What is your next adventure? I will be doing a summer internship as a control systems engineer in the space systems group of Orbital ATK in Dulles, Virginia. Then I will be going to Stanford to earn a masters degree in aerospace engineering focusing on guidance, navigation, and control.
What are you most looking forward to in your next adventure? I've finally explored enough things that I know what I want to do. I look forward to getting into space controls. It doesn't have to be a spacecraft. It could be autonomous system, a driverless car. There are a lot of cool emerging questions in that field and I'm excited to get into them.
Did you have any previous co-op, internship, or research experience in this area that prepared you? I did two co-op rotations for GE Aviation, one in Baltimore and the other in Cincinnati. I worked on stress analysis on engine nacelles and coded a few tools for the the analysis standardization software. For research, at Tech, I worked in three different labs. I worked with Dr. Feron on propeller performance optimization, with Dr. Walker on designing software for testing a thruster's design, and with Dr. Gunter, on the RANGE mission.

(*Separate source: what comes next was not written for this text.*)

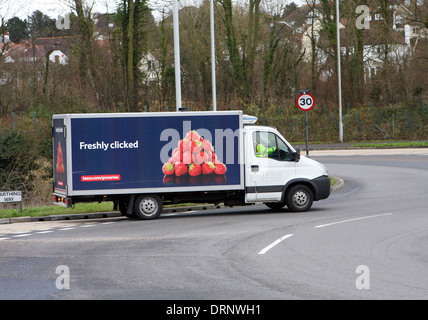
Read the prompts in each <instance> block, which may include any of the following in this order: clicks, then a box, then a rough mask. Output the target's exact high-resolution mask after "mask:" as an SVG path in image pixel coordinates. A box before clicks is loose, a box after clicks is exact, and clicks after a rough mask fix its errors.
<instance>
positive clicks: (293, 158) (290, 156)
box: [290, 147, 300, 162]
mask: <svg viewBox="0 0 428 320" xmlns="http://www.w3.org/2000/svg"><path fill="white" fill-rule="evenodd" d="M295 149H296V152H291V154H290V160H291V161H296V162H299V160H300V148H299V147H296V148H295Z"/></svg>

What about your educational experience at GT-AE helped your to achieve your goals? On top of everything - the great name, the prestigious diploma, the curriculum- Georgia Tech gave me a chance to flip and flop until I found the right place. I came to Tech not really knowing what engineering was, exactly. I wanted to build, design, and analyze. What I've gotten is so many opportunities - to do research, to do conferences, to use great facilities.
What advice would you give someone who wanted to follow in your path? When I started at Tech, I was very hesitant about approaching the professors to talk or applying for different jobs because I thought I had no value. I had to develop myself more before I could do anything. I didn't realize that that's not true. You need to talk to professors because they see you as an asset, someone who can learn over time. I wish I'd known to go to career info sessions even as a freshman to talk with recruiters. It's not that you'll get things by talking to them, but you'll learn. And professors don't see you as useless. They see the potential, the eagerness to try something new.